「『賀川豊彦と現代』その後」(1)(「火の柱」1994年月)
『賀川豊彦と現代』その後
「火の柱」1994年1月
(一)
賀川先生の生誕一〇〇年を記念した多彩な集いが持たれたのは、もう五年以上も前のことです。そのおり、神戸ポートアイランドホテルで開催された「イエスの友」夏期聖修会での全体協議において、はからずもわたくしは、「新しい人権の確立を求めて」と題してお話をさせていただく機会がありました。本紙にもわざわざテープをおこして、つたない話を二回にわけて掲載してくださいました。
このたび、編集にあたられる金子先生から、その後の「部落問題と賀川豊彦」について、自由に書くよう依頼を受けました。以下、わたしの近況報告のつもりで、お求めにお応えしたいと思います。
あのときは丁度、小さな作品「賀川豊彦と現代」を出版した直後でした。思いのほかこの作品は、多くの方々の目に留まり、全国各地の新聞などにも紹介されるなどして、予想外の反響をいただきました。
しかも、これは決して研究的な本でもありませんのに、歴史研究などの専門誌にまで、好意的な論評をいただき赤面させられもいたしました。いまだに求められつづけていて不思議な感じがいたします。
これはもちろん、わたしの作品の価値というより、人々の賀川先生への思いがそうさせているわけですが、随分多くの「余録」が、これには付随して与えられました。なかでも、わたしにとって最もうれしい経験は、読んでいただいた方々からの誠意のこもった言葉に出会えたことでした。
例えば、あるかたは「これまで自分は、このことについて黙って過ごしてきたが、自分が思っていたことを、あなたははっきり書いてくれた・・・・」「賀川豊彦について、あらためて新しい関心がわいてきた」「あなたのような考え方があることに、新鮮な驚きを覚えました。同和問題に対して、もっと開かれた理解の仕方が必要だと思いました」などなど。

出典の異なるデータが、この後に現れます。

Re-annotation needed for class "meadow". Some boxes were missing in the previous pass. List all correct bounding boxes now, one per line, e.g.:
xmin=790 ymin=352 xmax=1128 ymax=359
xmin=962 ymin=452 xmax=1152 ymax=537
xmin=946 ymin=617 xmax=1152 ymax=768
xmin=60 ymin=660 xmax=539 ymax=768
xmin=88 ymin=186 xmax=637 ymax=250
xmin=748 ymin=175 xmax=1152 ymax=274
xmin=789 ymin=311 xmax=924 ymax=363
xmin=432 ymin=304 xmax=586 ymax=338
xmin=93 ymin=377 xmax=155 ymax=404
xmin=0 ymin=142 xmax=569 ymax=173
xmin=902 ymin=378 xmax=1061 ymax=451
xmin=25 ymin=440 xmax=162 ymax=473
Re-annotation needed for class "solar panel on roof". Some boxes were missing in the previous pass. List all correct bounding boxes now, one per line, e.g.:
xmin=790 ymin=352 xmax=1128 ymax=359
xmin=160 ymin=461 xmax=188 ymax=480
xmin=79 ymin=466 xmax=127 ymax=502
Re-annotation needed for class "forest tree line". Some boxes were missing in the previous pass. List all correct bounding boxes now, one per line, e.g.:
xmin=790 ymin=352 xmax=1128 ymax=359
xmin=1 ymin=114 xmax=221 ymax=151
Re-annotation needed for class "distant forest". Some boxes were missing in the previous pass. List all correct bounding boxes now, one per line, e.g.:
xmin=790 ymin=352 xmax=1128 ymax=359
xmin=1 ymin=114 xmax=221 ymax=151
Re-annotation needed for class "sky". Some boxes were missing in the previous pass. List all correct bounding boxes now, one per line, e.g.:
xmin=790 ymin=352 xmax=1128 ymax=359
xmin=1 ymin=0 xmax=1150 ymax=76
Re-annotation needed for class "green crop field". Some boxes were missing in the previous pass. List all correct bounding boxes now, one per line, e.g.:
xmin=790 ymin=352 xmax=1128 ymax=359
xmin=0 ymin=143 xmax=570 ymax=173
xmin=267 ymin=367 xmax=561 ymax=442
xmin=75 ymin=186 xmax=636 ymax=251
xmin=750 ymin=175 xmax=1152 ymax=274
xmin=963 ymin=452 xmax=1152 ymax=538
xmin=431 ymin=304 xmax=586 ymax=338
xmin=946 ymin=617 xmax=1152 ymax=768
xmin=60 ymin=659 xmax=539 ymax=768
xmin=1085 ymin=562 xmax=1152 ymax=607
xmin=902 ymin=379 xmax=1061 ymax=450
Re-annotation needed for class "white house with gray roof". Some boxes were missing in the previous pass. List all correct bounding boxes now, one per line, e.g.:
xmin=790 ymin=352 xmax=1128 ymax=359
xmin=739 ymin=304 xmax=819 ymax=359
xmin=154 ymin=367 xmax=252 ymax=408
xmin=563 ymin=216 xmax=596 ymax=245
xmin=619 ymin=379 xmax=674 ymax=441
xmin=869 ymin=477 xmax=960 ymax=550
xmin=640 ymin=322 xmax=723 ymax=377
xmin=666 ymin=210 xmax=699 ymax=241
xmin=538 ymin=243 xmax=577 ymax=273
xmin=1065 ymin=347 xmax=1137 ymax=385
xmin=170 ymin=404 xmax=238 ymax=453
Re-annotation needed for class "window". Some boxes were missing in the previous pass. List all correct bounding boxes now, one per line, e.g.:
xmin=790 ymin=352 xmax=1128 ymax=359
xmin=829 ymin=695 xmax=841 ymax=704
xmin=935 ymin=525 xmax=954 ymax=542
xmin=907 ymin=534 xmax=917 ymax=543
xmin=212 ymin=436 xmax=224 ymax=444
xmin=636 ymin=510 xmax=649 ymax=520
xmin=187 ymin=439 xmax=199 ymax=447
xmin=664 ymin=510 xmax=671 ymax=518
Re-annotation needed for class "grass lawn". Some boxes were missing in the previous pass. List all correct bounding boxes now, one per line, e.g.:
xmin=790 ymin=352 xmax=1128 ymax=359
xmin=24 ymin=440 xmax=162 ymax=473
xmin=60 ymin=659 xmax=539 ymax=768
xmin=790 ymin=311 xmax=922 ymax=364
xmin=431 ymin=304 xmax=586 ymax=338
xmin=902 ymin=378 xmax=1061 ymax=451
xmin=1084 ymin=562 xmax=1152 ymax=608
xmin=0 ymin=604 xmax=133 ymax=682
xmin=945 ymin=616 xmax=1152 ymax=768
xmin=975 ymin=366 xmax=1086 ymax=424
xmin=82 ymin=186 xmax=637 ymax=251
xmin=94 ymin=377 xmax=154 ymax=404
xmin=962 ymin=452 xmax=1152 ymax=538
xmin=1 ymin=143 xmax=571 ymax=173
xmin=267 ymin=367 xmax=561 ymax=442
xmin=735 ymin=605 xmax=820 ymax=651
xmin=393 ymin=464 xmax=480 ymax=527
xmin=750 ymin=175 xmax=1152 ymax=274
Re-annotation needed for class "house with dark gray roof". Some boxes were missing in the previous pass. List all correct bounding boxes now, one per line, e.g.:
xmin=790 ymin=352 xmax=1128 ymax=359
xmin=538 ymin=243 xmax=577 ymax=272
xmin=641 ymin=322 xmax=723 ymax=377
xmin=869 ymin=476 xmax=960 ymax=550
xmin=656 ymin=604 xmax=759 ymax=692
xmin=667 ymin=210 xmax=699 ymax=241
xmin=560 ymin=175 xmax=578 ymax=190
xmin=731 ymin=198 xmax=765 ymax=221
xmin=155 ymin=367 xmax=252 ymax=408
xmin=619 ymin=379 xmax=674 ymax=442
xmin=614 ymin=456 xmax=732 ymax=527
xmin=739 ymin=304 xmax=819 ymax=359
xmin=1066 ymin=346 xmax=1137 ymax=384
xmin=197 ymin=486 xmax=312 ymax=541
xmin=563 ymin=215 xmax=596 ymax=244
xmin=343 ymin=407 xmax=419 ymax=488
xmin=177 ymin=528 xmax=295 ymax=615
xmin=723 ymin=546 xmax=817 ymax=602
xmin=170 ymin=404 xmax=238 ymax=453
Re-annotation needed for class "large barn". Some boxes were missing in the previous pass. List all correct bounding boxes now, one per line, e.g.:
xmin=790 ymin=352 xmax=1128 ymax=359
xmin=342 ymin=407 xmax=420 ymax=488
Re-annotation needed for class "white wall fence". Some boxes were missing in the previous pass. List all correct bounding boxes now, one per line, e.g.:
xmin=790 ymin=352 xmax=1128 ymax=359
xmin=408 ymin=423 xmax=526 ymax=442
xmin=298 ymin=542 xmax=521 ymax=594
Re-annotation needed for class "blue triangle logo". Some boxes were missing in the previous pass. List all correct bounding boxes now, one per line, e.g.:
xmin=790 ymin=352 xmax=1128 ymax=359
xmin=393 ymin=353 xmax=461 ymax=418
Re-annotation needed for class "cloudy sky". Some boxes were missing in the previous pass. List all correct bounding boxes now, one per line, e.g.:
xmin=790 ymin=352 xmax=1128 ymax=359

こうして、これをご縁にしてたくさんの人々との交流がはじまり、先生のふるさと徳島では同和地域の青年たちを含めた集いに招かれて、はじめて賀川先生のお墓に墓参をさせていただいたり、尼崎の公民館では四回の連続講座を担当させていただいたり、近くより遠方より、実にたくさんのたのしい「余録」をいただきました。